You are probably a Christian. What if our Republic were not shattered beyond reconstruction? Would not the antiquaries of succeeding centuries rightly reason from our past that we were a heathen nation? What I propose is that instead of the goddess of liberty we shall have next inside the 13 stars a ring inscribed with the words PERPETUAL UNION; within the ring the allseeing eye, crowned with a halo; beneath this eye the American flag, bearing in its field stars equal to the number of the States united; in the folds of the bars the words GOD, LIBERTY, LAW.

This would make a beautiful coin, to which no possible citizen could object. This would relieve us from the ignominy of heathenism. This would place us openly under the Divine protection we have personally claimed. From my hearth I have felt our national shame in disowning God as not the least of our present national disasters.

To you first I address a subject that must be agitated.
The pastor's letter found a responsive ear. Salmon Chase, who made his reputation as an attorney defending escaped slaves, ordered the mint to prepare a coin with the motto IN GOD WE TRUST. It's interesting that the original letter does not mention this exact motto.

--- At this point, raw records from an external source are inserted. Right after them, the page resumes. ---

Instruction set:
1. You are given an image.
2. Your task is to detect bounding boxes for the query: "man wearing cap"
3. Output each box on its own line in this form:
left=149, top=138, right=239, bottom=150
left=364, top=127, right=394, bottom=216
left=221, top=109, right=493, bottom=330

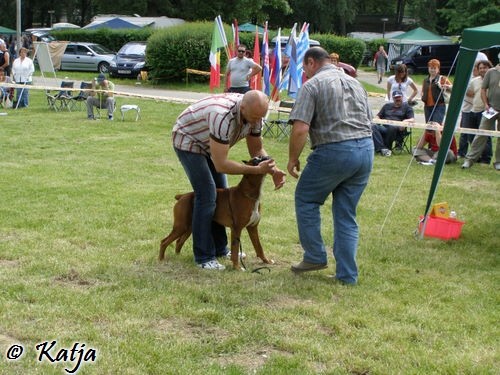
left=87, top=73, right=115, bottom=120
left=224, top=44, right=262, bottom=94
left=372, top=90, right=415, bottom=156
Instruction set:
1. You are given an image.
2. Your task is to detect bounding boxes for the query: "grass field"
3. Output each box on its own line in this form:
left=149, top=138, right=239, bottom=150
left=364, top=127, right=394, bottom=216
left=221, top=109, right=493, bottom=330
left=0, top=86, right=500, bottom=375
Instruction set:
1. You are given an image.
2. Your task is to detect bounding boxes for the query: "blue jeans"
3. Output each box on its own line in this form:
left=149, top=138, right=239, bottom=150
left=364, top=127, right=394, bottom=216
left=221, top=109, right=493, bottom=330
left=16, top=84, right=29, bottom=108
left=295, top=137, right=374, bottom=284
left=424, top=104, right=446, bottom=124
left=174, top=148, right=228, bottom=264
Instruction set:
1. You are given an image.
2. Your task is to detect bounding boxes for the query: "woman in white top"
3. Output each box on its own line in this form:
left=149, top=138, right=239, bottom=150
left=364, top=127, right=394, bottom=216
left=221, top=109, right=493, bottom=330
left=387, top=64, right=418, bottom=104
left=12, top=47, right=35, bottom=108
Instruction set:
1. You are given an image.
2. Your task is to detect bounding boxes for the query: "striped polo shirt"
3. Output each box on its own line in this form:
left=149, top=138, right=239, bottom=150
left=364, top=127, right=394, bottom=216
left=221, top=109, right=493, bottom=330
left=172, top=93, right=262, bottom=156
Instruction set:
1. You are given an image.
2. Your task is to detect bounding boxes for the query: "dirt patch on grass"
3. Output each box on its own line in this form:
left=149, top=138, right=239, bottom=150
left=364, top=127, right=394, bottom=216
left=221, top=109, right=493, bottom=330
left=55, top=269, right=97, bottom=287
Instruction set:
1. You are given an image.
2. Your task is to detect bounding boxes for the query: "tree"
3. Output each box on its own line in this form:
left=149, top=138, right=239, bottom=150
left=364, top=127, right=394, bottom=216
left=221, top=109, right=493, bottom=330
left=438, top=0, right=500, bottom=34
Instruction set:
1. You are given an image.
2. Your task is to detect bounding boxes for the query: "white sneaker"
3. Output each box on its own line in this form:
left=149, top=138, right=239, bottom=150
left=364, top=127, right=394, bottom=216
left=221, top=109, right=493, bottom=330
left=226, top=251, right=247, bottom=259
left=198, top=259, right=226, bottom=271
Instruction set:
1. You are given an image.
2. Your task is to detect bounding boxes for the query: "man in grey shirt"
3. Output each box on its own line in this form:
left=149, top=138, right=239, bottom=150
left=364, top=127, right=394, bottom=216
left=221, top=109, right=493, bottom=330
left=287, top=47, right=374, bottom=284
left=224, top=44, right=262, bottom=94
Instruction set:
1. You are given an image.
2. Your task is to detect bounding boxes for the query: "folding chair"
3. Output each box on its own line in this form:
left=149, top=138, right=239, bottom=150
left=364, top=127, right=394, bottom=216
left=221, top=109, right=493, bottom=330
left=262, top=100, right=294, bottom=140
left=70, top=82, right=92, bottom=110
left=45, top=81, right=75, bottom=112
left=392, top=128, right=412, bottom=155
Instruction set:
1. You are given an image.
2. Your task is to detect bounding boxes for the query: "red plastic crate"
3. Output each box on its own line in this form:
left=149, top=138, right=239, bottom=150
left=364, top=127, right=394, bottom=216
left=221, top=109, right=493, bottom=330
left=418, top=216, right=465, bottom=240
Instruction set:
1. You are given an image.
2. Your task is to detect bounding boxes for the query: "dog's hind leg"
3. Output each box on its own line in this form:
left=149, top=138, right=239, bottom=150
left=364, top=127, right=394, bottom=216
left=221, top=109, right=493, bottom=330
left=247, top=225, right=274, bottom=264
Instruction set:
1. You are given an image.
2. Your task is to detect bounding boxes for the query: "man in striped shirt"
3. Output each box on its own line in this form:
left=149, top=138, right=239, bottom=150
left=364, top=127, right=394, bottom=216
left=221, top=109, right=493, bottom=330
left=172, top=90, right=285, bottom=270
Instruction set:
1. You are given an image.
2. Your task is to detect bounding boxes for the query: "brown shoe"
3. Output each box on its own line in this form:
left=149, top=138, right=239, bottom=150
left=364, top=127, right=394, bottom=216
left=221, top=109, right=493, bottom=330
left=292, top=261, right=328, bottom=273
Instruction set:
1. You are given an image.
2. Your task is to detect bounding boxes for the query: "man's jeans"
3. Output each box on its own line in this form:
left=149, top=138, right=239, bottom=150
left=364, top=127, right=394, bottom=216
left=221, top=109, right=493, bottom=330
left=174, top=148, right=228, bottom=264
left=295, top=137, right=374, bottom=284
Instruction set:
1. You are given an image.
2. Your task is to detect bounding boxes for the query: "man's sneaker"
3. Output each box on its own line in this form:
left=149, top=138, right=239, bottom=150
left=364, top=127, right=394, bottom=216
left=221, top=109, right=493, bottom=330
left=198, top=259, right=226, bottom=271
left=380, top=148, right=392, bottom=156
left=225, top=251, right=247, bottom=259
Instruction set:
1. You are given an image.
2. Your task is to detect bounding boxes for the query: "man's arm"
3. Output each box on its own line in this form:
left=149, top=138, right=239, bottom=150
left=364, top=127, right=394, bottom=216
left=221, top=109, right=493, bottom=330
left=287, top=120, right=309, bottom=178
left=210, top=138, right=275, bottom=174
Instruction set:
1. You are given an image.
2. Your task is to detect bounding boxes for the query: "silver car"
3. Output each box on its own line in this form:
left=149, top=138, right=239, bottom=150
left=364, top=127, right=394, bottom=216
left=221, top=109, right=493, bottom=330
left=60, top=43, right=116, bottom=73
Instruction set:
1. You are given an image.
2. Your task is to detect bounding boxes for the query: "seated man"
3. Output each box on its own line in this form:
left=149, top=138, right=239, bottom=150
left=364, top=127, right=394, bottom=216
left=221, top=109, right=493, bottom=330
left=372, top=90, right=415, bottom=156
left=87, top=73, right=115, bottom=120
left=413, top=122, right=458, bottom=165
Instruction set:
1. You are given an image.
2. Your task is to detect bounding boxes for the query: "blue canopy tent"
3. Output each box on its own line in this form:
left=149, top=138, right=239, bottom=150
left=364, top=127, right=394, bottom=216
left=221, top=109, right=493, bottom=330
left=420, top=23, right=500, bottom=237
left=84, top=17, right=141, bottom=30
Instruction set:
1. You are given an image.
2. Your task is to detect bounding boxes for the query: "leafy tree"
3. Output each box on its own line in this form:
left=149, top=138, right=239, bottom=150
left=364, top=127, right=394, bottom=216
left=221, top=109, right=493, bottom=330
left=438, top=0, right=500, bottom=34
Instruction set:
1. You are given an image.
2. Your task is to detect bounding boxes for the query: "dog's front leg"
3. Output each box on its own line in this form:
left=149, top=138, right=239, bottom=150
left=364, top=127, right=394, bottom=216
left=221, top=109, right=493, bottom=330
left=247, top=224, right=274, bottom=264
left=231, top=228, right=244, bottom=270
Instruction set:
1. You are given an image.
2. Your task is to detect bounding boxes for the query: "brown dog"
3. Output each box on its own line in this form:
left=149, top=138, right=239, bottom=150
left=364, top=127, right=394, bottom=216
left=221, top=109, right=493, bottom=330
left=159, top=157, right=274, bottom=269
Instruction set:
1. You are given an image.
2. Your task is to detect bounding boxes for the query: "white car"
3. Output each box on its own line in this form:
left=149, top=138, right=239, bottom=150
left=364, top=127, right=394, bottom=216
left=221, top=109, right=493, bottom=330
left=60, top=43, right=116, bottom=73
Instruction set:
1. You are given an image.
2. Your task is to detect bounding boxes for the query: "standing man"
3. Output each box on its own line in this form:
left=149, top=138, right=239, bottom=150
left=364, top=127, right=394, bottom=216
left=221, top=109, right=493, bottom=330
left=0, top=39, right=10, bottom=77
left=373, top=46, right=388, bottom=83
left=87, top=73, right=115, bottom=120
left=224, top=44, right=262, bottom=94
left=172, top=90, right=285, bottom=270
left=12, top=48, right=35, bottom=108
left=287, top=47, right=374, bottom=284
left=462, top=59, right=500, bottom=171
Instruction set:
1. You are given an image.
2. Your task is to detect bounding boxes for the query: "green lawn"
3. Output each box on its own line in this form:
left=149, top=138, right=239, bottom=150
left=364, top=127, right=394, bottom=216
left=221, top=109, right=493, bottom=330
left=0, top=90, right=500, bottom=375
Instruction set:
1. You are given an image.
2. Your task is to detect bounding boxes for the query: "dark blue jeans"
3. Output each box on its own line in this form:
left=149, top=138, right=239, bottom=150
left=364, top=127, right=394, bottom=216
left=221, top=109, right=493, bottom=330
left=174, top=148, right=228, bottom=264
left=295, top=137, right=374, bottom=284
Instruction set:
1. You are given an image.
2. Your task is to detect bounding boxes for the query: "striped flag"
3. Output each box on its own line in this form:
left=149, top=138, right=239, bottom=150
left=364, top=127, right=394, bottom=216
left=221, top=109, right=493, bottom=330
left=250, top=26, right=262, bottom=91
left=208, top=16, right=227, bottom=91
left=271, top=28, right=281, bottom=101
left=262, top=21, right=271, bottom=96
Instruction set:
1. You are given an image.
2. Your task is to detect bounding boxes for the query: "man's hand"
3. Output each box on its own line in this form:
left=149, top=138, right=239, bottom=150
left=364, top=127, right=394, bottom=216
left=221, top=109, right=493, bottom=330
left=272, top=168, right=286, bottom=190
left=287, top=160, right=300, bottom=178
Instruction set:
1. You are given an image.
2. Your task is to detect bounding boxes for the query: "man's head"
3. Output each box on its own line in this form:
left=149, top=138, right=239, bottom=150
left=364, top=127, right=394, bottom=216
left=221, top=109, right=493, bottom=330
left=303, top=47, right=331, bottom=78
left=392, top=90, right=403, bottom=107
left=475, top=60, right=493, bottom=77
left=97, top=73, right=106, bottom=85
left=240, top=90, right=269, bottom=124
left=236, top=44, right=247, bottom=59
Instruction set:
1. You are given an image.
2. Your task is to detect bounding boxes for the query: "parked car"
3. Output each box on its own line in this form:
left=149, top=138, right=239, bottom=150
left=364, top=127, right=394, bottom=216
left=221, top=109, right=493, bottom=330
left=389, top=44, right=460, bottom=74
left=109, top=42, right=147, bottom=78
left=60, top=42, right=115, bottom=73
left=269, top=36, right=358, bottom=78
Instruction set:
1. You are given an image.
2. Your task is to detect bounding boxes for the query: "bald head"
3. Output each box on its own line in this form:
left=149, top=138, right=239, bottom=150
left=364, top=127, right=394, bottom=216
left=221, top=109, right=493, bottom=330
left=240, top=90, right=268, bottom=123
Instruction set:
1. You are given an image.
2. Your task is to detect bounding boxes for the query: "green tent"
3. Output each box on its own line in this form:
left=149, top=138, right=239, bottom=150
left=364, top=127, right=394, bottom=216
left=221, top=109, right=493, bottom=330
left=387, top=27, right=454, bottom=61
left=0, top=26, right=16, bottom=35
left=421, top=23, right=500, bottom=236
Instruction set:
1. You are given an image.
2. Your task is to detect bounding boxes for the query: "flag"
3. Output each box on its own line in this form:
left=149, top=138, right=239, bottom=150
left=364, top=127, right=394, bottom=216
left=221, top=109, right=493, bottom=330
left=297, top=22, right=309, bottom=92
left=270, top=28, right=281, bottom=101
left=229, top=18, right=240, bottom=58
left=278, top=23, right=297, bottom=96
left=262, top=21, right=271, bottom=96
left=250, top=26, right=262, bottom=90
left=209, top=16, right=228, bottom=91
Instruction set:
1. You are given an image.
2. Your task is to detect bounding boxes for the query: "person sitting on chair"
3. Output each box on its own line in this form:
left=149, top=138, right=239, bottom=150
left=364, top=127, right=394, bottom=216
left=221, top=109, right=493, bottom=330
left=413, top=121, right=458, bottom=165
left=372, top=90, right=415, bottom=156
left=87, top=73, right=115, bottom=120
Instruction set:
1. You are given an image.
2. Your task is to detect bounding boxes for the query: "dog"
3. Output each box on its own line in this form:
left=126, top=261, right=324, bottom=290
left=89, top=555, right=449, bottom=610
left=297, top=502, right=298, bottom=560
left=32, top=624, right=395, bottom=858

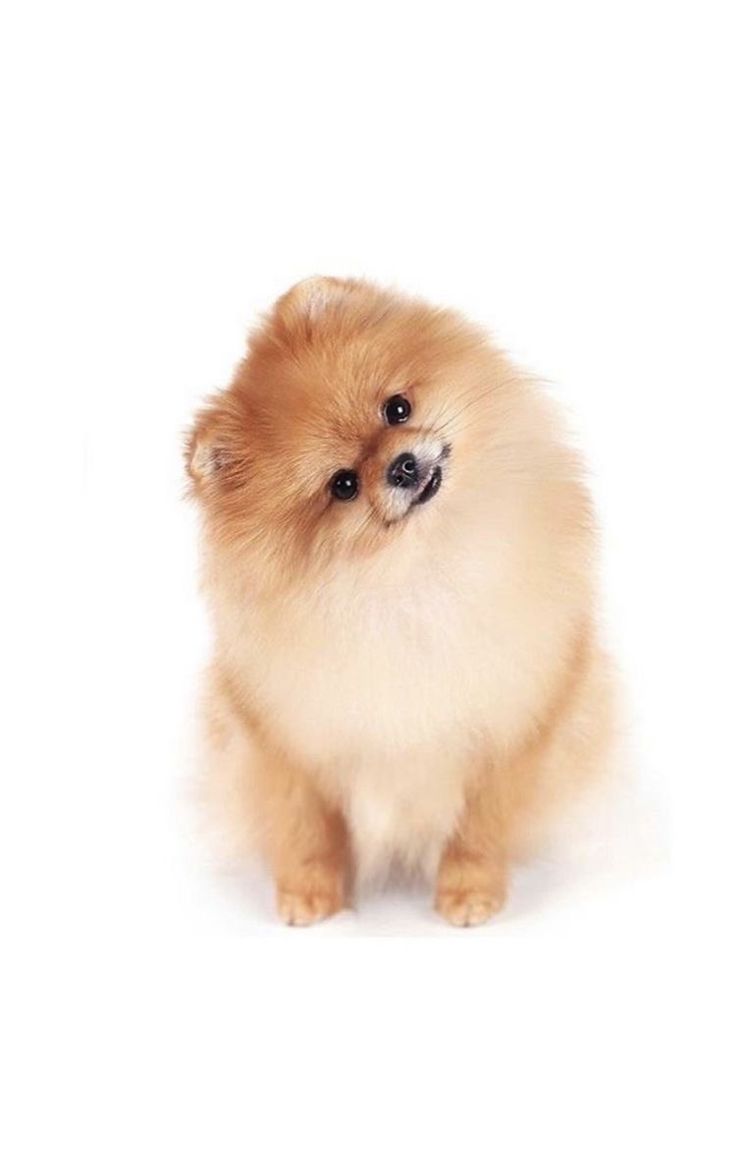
left=186, top=277, right=612, bottom=926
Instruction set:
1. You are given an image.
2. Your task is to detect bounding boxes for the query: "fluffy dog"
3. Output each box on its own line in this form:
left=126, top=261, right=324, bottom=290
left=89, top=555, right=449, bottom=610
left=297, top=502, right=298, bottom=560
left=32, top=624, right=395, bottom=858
left=187, top=277, right=610, bottom=926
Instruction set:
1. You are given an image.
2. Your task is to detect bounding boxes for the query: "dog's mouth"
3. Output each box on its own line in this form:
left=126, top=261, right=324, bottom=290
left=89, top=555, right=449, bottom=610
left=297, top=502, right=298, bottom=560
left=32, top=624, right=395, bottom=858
left=411, top=465, right=443, bottom=506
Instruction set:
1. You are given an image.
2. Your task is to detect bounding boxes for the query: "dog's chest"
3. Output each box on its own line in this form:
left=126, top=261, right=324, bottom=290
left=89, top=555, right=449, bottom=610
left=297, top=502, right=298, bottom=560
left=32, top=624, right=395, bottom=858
left=244, top=577, right=488, bottom=763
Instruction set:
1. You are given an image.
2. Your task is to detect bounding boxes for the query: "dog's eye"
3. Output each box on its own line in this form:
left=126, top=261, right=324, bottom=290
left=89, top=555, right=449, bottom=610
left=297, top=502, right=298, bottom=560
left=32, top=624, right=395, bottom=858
left=384, top=393, right=411, bottom=425
left=329, top=469, right=360, bottom=501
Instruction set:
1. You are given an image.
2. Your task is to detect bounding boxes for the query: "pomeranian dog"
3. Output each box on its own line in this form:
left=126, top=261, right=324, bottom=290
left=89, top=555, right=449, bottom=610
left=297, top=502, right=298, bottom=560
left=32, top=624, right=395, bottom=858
left=187, top=277, right=611, bottom=926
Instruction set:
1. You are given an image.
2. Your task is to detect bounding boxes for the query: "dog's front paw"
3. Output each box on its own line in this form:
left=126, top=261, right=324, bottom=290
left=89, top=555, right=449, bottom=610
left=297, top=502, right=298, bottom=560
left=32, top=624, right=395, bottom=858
left=434, top=888, right=504, bottom=926
left=276, top=873, right=345, bottom=926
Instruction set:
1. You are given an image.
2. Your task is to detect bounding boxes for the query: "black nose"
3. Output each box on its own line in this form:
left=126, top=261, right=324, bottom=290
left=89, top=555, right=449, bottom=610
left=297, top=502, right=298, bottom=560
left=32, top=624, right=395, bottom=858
left=386, top=453, right=419, bottom=490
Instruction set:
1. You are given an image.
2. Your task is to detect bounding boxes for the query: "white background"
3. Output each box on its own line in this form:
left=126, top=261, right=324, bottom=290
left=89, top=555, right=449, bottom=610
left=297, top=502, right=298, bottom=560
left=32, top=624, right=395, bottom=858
left=0, top=0, right=736, bottom=1155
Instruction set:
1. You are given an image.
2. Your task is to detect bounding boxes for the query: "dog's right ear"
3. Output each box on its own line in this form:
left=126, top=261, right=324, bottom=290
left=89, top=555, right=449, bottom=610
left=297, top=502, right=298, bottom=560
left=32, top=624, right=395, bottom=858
left=184, top=404, right=228, bottom=486
left=273, top=277, right=355, bottom=340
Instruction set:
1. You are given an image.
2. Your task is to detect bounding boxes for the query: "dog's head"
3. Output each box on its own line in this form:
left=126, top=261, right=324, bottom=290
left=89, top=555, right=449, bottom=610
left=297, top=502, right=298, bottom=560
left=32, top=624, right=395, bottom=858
left=187, top=277, right=513, bottom=582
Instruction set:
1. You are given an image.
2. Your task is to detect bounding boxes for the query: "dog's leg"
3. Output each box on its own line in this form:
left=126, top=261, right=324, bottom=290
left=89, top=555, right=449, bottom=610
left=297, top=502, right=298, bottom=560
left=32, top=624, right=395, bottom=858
left=434, top=775, right=507, bottom=926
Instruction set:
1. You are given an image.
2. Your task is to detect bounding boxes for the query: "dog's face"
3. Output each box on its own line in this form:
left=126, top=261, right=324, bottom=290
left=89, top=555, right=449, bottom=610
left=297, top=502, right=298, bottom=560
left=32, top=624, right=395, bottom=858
left=188, top=278, right=501, bottom=574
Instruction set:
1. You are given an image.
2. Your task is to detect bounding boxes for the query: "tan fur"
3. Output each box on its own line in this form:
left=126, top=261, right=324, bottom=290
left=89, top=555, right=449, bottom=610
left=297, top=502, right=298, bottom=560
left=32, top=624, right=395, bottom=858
left=188, top=278, right=610, bottom=925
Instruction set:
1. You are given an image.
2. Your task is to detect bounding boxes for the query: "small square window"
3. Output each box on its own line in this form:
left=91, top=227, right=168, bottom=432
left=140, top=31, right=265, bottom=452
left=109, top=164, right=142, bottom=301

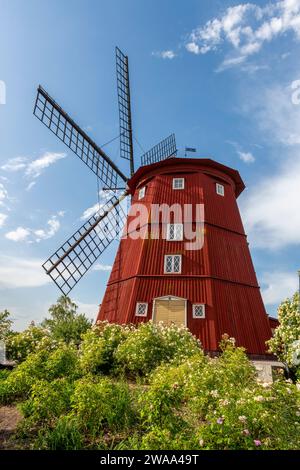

I suppose it is impossible to know just where Salmon Chase got the exact words, but he could have taken them from the national anthem. The fourth stanza says:Then conquer we must, when our cause it is just,
And this be our motto: "In God is our trust!"
At any rate, the point is that the motto seems to stand in contrast the direction of the country. America is turning from God. I suppose it is only a matter of time before the motto is removed from the currency, and when that happens, America will implode, morally speaking. So much of what America has been through all the years, is a result of a sort of national dependency on the mercy and provision of God. Now that is dying. I was listening to a guy on Israel National Radio the other day. He said, "American Evangelicals are always talking about how their country is turning from God. They should take a trip to Europe--it would give them a new appreciation for America." Perhaps, but how much consolation can one take from the knowledge that one is just a little bit less decadent than God-forsaking Europe? America is clearly a civilization in decline. This in itself does not establish that there is no hope, but it does not look good, because the tendency is clearly downward. This means that there is far too much acquiescence to evil on the part of those who claim to believe in something higher than the standards of this world. Edmund Burke said, "The only thing necessary for evil to triumph is that good men do nothing."